We’ve written many times about the need for comprehensive patent reform to stop innovation-killing trolls. While we continue to push for reform in Congress, there are a number of steps that companies and inventors can take to keep from contributing to the patent troll problem. These steps include pledges and defensive patent licenses. In recent years, companies like Twitter and Tesla have promised not to use their patents offensively. This week, blockchain startup Blockstream joins them with a robust set of commitments over how it uses software patents.

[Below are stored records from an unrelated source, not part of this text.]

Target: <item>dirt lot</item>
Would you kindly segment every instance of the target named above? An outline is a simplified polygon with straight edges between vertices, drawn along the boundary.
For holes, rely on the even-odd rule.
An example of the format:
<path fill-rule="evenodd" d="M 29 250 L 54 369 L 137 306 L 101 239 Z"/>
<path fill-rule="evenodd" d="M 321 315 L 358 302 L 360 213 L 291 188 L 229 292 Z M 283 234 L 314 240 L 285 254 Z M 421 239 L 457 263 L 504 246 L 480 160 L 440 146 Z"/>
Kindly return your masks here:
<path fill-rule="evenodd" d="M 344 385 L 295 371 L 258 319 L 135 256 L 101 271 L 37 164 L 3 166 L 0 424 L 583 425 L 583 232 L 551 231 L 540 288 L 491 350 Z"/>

Blockstream’s commitments are meant to ensure that the company only uses its patents defensively, and therefore, to assure users and developers of Bitcoin technology that they can use Blockstream’s inventions without fear of patent litigation. It made three interlocking commitments:

  • It adopted a patent pledge promising that it will only use its own software patents defensively—that is, it won’t use them to sue or demand licensing fees others for using similar technologies, but it may use them to defend itself from the patent lawsuits of others.
  • It shared its patents under the Defensive Patent License (DPL), licensing its patents to any other person or company who agrees to the terms of the DPL.
  • It introduced a modified version of the Innovator’s Patent Agreement, an agreement with Blockstream inventors that it may file patents for their inventions but may not use them offensively (if Blockstream ever assigns a patent to another party, the agreement would apply to that party too).

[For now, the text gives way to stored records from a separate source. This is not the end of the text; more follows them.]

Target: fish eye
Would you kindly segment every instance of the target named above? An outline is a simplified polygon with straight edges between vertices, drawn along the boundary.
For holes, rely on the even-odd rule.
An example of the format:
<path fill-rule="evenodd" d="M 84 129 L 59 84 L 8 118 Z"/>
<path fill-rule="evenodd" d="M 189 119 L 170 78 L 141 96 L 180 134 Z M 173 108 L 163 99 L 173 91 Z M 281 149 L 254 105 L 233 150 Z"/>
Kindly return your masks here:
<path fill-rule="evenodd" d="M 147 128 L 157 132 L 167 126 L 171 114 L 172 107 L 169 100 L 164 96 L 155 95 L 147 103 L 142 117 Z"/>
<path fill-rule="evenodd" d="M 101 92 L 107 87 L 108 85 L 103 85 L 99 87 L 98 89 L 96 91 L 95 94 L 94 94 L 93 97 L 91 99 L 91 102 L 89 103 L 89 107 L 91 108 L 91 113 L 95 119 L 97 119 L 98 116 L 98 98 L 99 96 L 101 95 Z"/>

Together, these three commitments represent a huge step forward—they assure that Blockstream’s patents will never be used to attack others, even if the company goes out of business or sells them to another company.

In its patent pledge, the company admits that it would prefer not to file software patents at all and says that it hopes that the pledge will one day be irrelevant:

Software patents have too often been used as a means for stifling innovation, rather than encouraging it. In an ideal world, we would refuse to patent the software we invent. But this strategy would place the entire Bitcoin community at risk. […] Even when prior art exists that could challenge the validity of issued patents, such challenges are both difficult and expensive to mount, with often unpredictable results, and cannot be relied on as a solution. This leaves us with two choices: to work in secret, or to patent as a defensive strategy.

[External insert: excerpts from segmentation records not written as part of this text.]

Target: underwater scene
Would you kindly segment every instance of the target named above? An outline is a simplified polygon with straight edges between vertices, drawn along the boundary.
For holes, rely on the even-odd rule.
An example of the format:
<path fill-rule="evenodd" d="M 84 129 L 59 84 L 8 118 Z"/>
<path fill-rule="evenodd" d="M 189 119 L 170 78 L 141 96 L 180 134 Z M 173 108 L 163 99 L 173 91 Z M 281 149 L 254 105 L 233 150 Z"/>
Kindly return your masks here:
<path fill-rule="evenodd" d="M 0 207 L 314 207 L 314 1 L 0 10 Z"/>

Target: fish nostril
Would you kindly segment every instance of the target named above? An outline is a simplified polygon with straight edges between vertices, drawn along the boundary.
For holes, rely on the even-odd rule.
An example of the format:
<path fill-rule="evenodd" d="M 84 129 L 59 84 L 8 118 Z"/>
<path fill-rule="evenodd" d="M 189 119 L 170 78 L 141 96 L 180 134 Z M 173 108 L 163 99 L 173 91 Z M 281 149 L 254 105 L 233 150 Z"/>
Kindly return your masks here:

We believe, then, that the way to ensure that our technology remains most usable is to obtain patents ourselves and make binding promises for their use. We look forward to a legislative environment where this is not needed: our strategy is not a substitute for attempts to reform or eliminate software patents, or to invalidate issued patents, including our own. But until we can ensure that no one can own exclusive rights to the technologies surrounding Bitcoin, we want to ensure that they remain available to the community.

We’re glad to see Blockstream taking this step, and it’s provided an excellent template for other software companies to borrow. We also admire the company’s acknowledgement that licenses and pledges alone can’t fix a patent system that’s all too easily exploited by patent trolls, nor can it stop the real root cause of the problems in the patent system, the flood of stupid patents.